For us, this shows that militancy is always about more than tactics or combativeness; it is tied to questions of affect: how movements enable people to grow their own capacities and become new people (or don’t). Marina Sitrin consistently foregrounds affect in her own work with horizontalist movements in Argentina, and when we interviewed her for this book, she talked about her experience with the different affective spaces created by groups she has been involved with:
On a basic level, the space a group or movement creates from the beginning is key—the tone and openness, or not, makes a big difference if one wants to focus on new relationships with one another. Along these same lines, ideological rigidity and hierarchies in ideas, formal and informal, create a closed and eventually nasty space for those not ascribing to the ideology or a part of the clique.
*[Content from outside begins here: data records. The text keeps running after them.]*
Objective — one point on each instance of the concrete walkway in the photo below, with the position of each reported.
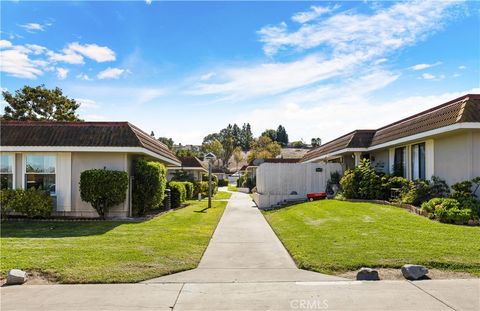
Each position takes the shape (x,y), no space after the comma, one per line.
(244,249)
(245,267)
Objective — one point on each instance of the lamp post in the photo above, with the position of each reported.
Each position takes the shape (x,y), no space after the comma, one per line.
(210,158)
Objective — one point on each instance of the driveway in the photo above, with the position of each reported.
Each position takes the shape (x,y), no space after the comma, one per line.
(245,267)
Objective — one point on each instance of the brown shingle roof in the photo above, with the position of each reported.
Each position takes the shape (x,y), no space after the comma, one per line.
(79,134)
(462,109)
(191,162)
(355,139)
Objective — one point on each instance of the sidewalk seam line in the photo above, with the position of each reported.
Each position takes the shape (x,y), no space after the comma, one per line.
(431,295)
(178,296)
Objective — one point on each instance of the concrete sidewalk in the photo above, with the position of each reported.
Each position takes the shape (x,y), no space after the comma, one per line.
(245,267)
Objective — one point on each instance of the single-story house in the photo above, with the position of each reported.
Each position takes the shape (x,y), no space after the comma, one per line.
(191,165)
(443,141)
(52,155)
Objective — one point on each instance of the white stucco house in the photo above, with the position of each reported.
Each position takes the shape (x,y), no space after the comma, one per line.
(191,165)
(443,141)
(52,155)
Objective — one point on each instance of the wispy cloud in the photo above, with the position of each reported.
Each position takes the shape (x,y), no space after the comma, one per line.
(62,73)
(313,13)
(110,73)
(424,66)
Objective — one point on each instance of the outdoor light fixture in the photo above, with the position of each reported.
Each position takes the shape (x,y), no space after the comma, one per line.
(210,157)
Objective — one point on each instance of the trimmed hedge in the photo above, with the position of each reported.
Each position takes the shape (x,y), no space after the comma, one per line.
(103,189)
(189,189)
(178,193)
(223,183)
(32,203)
(149,185)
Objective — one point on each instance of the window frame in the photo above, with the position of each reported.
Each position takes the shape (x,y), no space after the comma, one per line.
(24,169)
(14,165)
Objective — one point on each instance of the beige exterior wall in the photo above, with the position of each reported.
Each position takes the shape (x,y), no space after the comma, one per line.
(457,156)
(380,160)
(82,161)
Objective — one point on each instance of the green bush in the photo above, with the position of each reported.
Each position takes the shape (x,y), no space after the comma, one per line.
(447,210)
(188,189)
(178,193)
(200,187)
(32,203)
(223,183)
(149,185)
(103,189)
(362,182)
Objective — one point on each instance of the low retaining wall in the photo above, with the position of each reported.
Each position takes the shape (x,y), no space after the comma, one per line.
(411,208)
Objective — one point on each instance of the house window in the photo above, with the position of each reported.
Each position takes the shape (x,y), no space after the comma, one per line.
(40,172)
(6,171)
(399,165)
(418,161)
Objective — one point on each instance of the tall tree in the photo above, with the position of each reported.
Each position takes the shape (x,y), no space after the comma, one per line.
(166,141)
(247,137)
(264,147)
(39,104)
(238,156)
(270,133)
(282,136)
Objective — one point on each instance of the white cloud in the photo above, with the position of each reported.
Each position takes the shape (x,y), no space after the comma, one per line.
(110,73)
(428,76)
(207,76)
(387,29)
(34,27)
(16,62)
(62,73)
(83,76)
(67,56)
(315,12)
(424,66)
(87,104)
(5,44)
(336,115)
(97,53)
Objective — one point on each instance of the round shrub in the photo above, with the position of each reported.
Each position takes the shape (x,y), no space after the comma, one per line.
(103,189)
(200,187)
(32,203)
(178,193)
(149,185)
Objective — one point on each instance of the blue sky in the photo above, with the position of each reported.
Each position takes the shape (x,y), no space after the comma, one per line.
(186,69)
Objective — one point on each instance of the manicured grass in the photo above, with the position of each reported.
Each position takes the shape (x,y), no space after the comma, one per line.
(222,195)
(111,251)
(336,236)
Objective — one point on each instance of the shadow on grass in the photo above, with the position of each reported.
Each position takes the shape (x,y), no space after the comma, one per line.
(55,229)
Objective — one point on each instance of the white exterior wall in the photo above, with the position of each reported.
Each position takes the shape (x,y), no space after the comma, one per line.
(277,182)
(457,156)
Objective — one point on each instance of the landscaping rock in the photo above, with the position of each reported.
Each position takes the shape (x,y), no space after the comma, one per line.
(16,276)
(414,272)
(367,274)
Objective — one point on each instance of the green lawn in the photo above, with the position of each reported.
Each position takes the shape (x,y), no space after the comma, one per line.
(222,195)
(336,236)
(108,251)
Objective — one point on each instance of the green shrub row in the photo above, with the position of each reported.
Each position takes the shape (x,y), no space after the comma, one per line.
(149,186)
(363,182)
(31,203)
(103,189)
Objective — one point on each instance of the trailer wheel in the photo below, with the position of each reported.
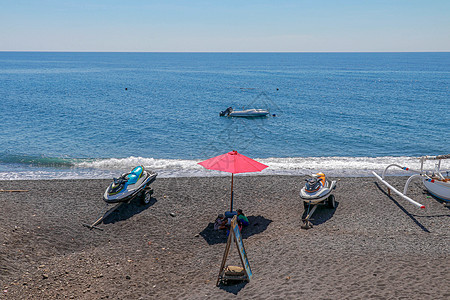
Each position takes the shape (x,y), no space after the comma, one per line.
(331,203)
(146,198)
(305,205)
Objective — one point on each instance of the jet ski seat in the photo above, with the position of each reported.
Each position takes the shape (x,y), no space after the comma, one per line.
(134,175)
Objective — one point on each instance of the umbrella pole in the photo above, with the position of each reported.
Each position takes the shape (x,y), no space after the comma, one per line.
(231,202)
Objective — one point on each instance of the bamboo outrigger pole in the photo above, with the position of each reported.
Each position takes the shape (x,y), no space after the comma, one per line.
(397,192)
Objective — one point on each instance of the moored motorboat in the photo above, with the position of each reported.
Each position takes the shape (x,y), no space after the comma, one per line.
(248,113)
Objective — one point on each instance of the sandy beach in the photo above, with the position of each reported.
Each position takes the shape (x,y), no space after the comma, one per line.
(371,247)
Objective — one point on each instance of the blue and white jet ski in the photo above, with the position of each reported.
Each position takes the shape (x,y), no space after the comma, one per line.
(131,185)
(317,189)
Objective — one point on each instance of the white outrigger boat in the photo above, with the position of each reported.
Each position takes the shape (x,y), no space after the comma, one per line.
(248,113)
(435,182)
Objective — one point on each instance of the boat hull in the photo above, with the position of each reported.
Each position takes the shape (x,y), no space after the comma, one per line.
(249,113)
(438,188)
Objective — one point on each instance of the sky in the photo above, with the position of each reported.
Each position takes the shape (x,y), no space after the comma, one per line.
(225,26)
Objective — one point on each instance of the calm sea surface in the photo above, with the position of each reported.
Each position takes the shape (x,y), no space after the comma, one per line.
(96,115)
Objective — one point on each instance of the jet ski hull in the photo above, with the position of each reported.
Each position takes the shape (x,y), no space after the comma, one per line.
(319,195)
(128,193)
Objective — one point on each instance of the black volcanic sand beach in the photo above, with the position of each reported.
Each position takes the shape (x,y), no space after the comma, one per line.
(371,246)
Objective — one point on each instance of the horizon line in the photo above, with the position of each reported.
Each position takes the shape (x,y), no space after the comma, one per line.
(101,51)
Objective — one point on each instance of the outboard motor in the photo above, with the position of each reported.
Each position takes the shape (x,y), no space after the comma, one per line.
(226,111)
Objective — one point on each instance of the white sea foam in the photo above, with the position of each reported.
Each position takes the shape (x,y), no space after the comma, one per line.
(336,166)
(114,167)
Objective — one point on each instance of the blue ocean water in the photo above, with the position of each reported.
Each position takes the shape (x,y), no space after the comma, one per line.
(95,115)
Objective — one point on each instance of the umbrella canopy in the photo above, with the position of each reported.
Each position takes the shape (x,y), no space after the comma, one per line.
(233,162)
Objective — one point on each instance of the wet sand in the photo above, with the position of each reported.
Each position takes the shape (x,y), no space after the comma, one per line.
(371,246)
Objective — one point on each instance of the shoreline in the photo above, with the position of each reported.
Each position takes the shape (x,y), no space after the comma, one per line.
(371,245)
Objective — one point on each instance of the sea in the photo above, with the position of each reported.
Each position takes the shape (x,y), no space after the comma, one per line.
(97,115)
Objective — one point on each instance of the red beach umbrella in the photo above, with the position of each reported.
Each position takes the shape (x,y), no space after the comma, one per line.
(233,162)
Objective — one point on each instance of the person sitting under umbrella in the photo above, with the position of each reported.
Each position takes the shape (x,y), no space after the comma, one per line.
(242,219)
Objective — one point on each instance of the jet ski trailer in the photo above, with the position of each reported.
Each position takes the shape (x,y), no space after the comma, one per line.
(124,189)
(434,181)
(317,191)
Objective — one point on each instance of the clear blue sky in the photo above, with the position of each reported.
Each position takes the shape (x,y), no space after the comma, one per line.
(223,26)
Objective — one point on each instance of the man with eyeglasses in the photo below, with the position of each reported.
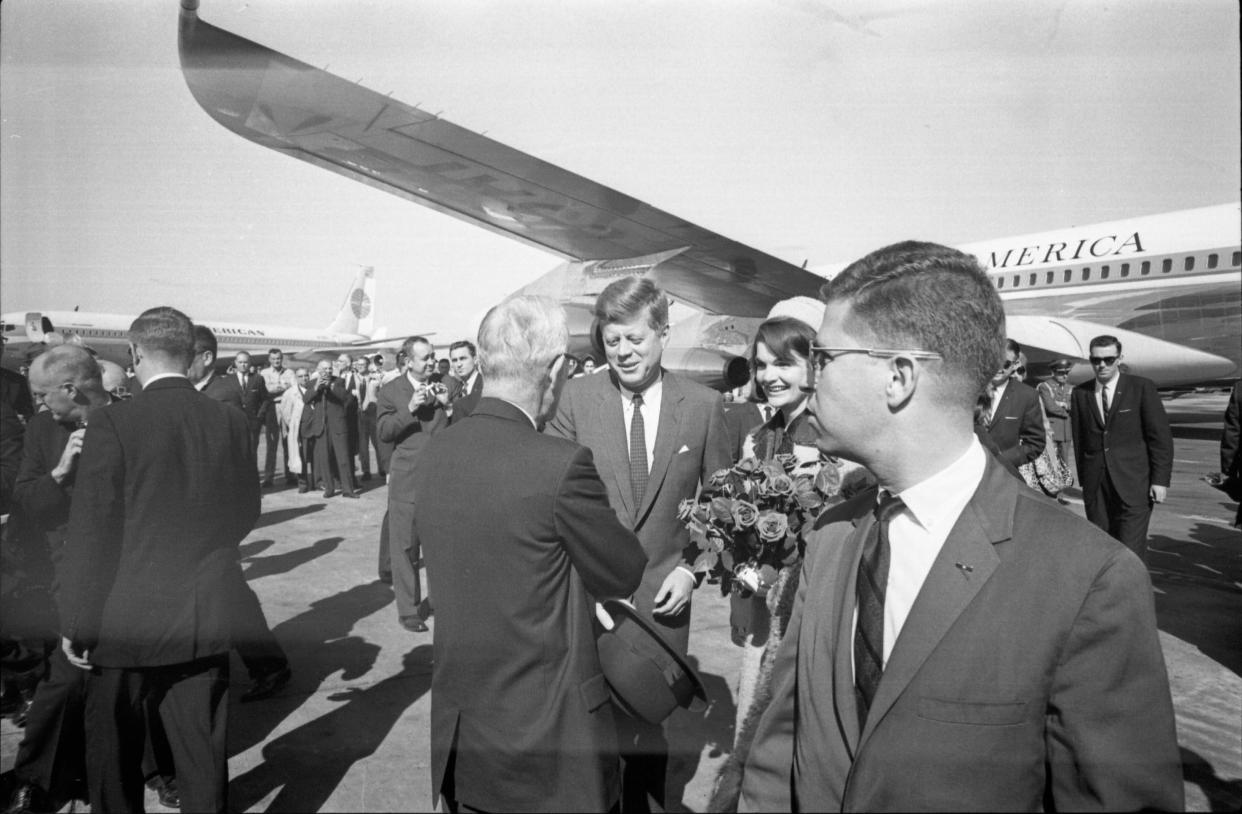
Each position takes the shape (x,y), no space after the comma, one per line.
(1124,446)
(956,640)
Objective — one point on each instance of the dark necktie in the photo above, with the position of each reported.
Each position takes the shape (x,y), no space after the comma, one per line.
(637,451)
(870,590)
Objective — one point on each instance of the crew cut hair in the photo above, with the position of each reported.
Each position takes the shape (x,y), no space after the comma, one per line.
(70,363)
(164,331)
(630,297)
(928,297)
(786,338)
(1104,341)
(519,339)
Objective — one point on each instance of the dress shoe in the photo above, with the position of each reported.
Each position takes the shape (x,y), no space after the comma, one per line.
(26,797)
(267,685)
(414,624)
(165,788)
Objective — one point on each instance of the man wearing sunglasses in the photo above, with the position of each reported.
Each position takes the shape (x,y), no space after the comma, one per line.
(1124,446)
(956,640)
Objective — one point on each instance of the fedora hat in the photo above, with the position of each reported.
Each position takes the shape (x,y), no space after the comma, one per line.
(647,677)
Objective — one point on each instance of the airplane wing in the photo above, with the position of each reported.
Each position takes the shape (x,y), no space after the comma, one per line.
(311,114)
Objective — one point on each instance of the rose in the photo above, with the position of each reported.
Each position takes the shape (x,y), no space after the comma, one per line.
(771,527)
(744,515)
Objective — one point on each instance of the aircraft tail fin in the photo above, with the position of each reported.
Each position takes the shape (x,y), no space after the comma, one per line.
(357,315)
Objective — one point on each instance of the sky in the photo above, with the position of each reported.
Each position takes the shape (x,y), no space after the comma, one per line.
(814,131)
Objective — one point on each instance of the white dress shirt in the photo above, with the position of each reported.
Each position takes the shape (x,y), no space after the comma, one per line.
(917,533)
(651,399)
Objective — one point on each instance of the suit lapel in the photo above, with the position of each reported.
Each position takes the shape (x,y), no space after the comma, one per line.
(949,588)
(666,439)
(616,450)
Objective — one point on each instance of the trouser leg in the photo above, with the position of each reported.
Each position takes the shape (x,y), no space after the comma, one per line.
(404,558)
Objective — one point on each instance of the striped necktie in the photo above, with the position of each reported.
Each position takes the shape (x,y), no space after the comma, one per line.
(870,590)
(637,451)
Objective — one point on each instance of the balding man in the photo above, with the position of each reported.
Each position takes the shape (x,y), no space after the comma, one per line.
(165,492)
(67,382)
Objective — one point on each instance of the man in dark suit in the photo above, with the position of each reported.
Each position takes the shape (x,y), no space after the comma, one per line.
(463,359)
(1012,418)
(655,438)
(411,409)
(67,380)
(956,641)
(149,572)
(1124,446)
(327,402)
(519,536)
(266,661)
(740,419)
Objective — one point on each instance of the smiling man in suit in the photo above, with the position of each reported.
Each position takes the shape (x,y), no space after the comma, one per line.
(655,436)
(956,640)
(1124,446)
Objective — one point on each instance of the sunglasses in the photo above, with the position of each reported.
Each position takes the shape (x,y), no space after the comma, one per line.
(821,356)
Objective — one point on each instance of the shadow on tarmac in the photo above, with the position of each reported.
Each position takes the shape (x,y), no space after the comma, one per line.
(318,645)
(281,515)
(1196,597)
(1222,795)
(260,567)
(691,732)
(309,762)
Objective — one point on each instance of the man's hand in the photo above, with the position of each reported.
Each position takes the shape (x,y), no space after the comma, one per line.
(68,456)
(675,593)
(78,659)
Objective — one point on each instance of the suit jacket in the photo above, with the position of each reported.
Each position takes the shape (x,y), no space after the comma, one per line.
(740,420)
(1032,680)
(1133,445)
(466,402)
(691,444)
(330,408)
(1017,424)
(407,431)
(165,490)
(517,533)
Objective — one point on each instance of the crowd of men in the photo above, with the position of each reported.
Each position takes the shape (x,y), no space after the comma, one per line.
(1015,664)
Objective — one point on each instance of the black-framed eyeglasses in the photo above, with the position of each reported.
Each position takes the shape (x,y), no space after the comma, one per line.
(821,356)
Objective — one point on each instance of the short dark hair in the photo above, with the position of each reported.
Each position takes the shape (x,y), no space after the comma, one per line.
(412,341)
(204,339)
(929,297)
(626,298)
(164,331)
(786,338)
(1106,339)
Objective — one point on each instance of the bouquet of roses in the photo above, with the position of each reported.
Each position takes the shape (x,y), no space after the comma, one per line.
(748,520)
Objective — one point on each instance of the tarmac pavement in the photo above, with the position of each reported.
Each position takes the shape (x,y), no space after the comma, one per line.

People do not stay in movements that organize in this way, or if they do it is with a sort of obedience that is not transformative and instead creates versions of the same power and hierarchy … My early organizing experiences were fortunately with anti-racist and later Central American Solidarity movements, with people who had been a part of the civil rights and later anti-nuclear movements, so who had a focus at least in part on social relationships and democracy. Later however, when I decided I needed to be a part of a revolutionary group that was organizing against capitalism as a whole, well, I found myself in a few different centrist socialist groups which were really soul-deadening. It was all about ideology and guilt. One could never do enough, and could never know enough or quote enough of whomever was the revolutionary of the day (James Cannon, Tony Cliff, etc). It was also politically all about the end and not the day to day, that even included women, which one would think, after the radical feminist movement, [that] these groups would get that relationships have to change now; but no, it was all about the future free society we all had to work for—accepting relationships as they are, pretty much. I later came around some anarchist groups, thinking that they would be more open and focused on the day to day, as that is what I had read from the theory, but found the rigidity around identity too harsh and since I was not squatting or dressing a certain way I was kept at arm’s length—which was fine since I felt too rejected to try very hard.[145]
Sitrin’s account makes it clear that rigid radicalism does not stem from one ideology or group in particular. Marxism-Leninism has lost its grip on many movements, and accounts of such groups can sound strange and distant today. In North America at least, the dream of a revolutionary seizure of state power has lost a lot of its force, but in many cases Marxist ideology has been superseded by other ideological closures and sectarian tendencies. Currents of anarchism can be just as hostile and ideologically rigid.